With PacBio’s Iso-Seq and MAS-Seq methods, you can:

  • Distinguish between alternative splicing (AS) events (start sites, end sites, intron retention)
  • Detect and identify allele-specific isoforms
  • Identify differentially expressed isoforms
  • Predict the functional impact of novel isoforms

These methods can help scientists to characterize full-length transcript isoform sequences generated by alternative splicing. Alternative splicing generates functional diversity by expressing different combinations of exons in the same gene. This means that a single gene can produce multiple mRNA transcripts, each with a unique combination of exons. By studying the isoform structure of genes, researchers gain a better understanding of gene regulation, cellular differentiation, and disease mechanisms.

In the Field

MAS-Seq and Iso-Seq capabilities are already making progress in rare Mendelian disease research. In 2023, researchers teamed up with PacBio scientists to develop a multiomic approach to understanding the molecular basis of undiagnosed diseases.

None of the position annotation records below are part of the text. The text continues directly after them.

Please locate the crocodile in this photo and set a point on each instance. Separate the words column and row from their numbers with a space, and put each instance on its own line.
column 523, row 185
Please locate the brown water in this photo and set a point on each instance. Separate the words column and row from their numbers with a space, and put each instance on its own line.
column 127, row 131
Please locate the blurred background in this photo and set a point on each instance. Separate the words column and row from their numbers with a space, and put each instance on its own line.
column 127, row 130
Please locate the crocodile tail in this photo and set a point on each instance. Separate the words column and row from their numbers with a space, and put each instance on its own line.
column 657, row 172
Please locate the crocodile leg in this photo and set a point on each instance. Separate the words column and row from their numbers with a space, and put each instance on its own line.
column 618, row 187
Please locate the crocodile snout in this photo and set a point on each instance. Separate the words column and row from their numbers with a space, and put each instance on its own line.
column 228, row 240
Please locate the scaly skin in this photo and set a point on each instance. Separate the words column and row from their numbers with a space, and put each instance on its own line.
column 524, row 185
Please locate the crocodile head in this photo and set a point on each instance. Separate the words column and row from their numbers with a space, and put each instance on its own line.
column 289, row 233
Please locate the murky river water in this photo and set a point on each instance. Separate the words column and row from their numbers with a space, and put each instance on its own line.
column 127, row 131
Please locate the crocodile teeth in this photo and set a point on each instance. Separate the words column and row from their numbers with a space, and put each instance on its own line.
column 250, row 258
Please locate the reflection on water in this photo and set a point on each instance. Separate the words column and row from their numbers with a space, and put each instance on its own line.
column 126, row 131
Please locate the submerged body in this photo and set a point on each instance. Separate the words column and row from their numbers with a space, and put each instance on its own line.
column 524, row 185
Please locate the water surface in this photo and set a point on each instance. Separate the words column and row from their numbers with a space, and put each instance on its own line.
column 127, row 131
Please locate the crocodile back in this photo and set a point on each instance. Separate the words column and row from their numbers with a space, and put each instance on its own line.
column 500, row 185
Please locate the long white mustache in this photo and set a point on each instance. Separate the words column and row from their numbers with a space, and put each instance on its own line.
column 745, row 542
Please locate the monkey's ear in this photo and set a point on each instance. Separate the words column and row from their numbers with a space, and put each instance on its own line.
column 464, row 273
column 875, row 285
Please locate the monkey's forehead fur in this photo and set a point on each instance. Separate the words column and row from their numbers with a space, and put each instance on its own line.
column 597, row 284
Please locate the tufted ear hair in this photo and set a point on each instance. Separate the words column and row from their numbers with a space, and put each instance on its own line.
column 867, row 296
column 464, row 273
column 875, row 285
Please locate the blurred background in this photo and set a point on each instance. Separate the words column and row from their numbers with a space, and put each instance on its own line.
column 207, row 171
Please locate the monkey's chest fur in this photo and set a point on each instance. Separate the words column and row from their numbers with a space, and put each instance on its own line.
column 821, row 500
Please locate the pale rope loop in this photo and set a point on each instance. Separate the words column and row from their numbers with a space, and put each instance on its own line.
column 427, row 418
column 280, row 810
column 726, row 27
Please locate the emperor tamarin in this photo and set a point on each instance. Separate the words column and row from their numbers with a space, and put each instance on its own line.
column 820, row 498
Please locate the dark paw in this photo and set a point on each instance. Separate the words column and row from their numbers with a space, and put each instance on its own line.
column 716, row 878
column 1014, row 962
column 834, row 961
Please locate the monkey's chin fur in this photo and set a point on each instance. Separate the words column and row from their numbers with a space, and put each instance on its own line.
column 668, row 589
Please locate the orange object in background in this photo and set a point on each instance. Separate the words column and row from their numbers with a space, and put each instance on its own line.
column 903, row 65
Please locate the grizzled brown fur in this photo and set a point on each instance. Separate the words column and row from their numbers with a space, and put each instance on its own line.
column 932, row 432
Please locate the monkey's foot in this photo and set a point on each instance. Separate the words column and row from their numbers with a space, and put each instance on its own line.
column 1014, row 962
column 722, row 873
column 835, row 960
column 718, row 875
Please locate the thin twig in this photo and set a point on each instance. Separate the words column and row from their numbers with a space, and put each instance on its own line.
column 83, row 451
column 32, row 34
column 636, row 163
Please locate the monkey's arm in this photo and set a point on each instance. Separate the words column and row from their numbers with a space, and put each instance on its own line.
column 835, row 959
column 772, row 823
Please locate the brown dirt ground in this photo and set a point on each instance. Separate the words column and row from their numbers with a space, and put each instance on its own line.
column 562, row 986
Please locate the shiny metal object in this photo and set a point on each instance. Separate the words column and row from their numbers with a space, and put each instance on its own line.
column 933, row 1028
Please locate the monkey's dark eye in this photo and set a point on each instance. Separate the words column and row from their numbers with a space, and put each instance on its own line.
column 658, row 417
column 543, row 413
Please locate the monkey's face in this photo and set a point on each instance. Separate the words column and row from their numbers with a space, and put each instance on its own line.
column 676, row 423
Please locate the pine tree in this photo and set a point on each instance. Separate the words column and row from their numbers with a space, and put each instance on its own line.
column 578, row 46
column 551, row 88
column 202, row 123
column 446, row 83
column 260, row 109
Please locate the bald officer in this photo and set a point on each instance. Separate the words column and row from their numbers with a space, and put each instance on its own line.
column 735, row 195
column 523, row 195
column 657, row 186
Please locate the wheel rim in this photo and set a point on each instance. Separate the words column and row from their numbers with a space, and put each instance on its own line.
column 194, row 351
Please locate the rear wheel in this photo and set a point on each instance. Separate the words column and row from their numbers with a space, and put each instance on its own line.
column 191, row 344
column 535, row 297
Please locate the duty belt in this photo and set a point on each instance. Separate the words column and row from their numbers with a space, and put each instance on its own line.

The group applied this analysis of the genome, methylome, epigenome, and transcriptome to a participant in the Undiagnosed Diseases Network. With MAS-Seq, they were able to identify the disruption of four genes, each by a distinct mechanism. Without the combination of multiple omics technologies and the benefit of long reads, it had been nearly impossible to identify all of these mutations.

Iso-Seq is also particularly useful in plant research, where genomes tend to be much larger than the human genome. A 2017 study out of Malaysia used Iso-Seq to map the transcriptome of three unique pitcher plant species. Scientists compared the transcriptomes of carnivorous, non-carnivorous, and a hybrid cross of the two species, permitting the team to uncover insights into the unique traits of carnivorous plants. At the time, there was limited genetic information about this plant family. This study generated full reference transcriptomes for all three plant specimens.

PacBio Iso-Seq is particularly valuable in fields like genomics, transcriptomics, and functional genomics. It can provide insights into gene structure, alternative splicing, gene expression, and facilitate the discovery of novel transcripts. Long reads and full-length transcript information make it a powerful tool for characterizing complex transcriptomes and identifying rare or low-abundance transcripts.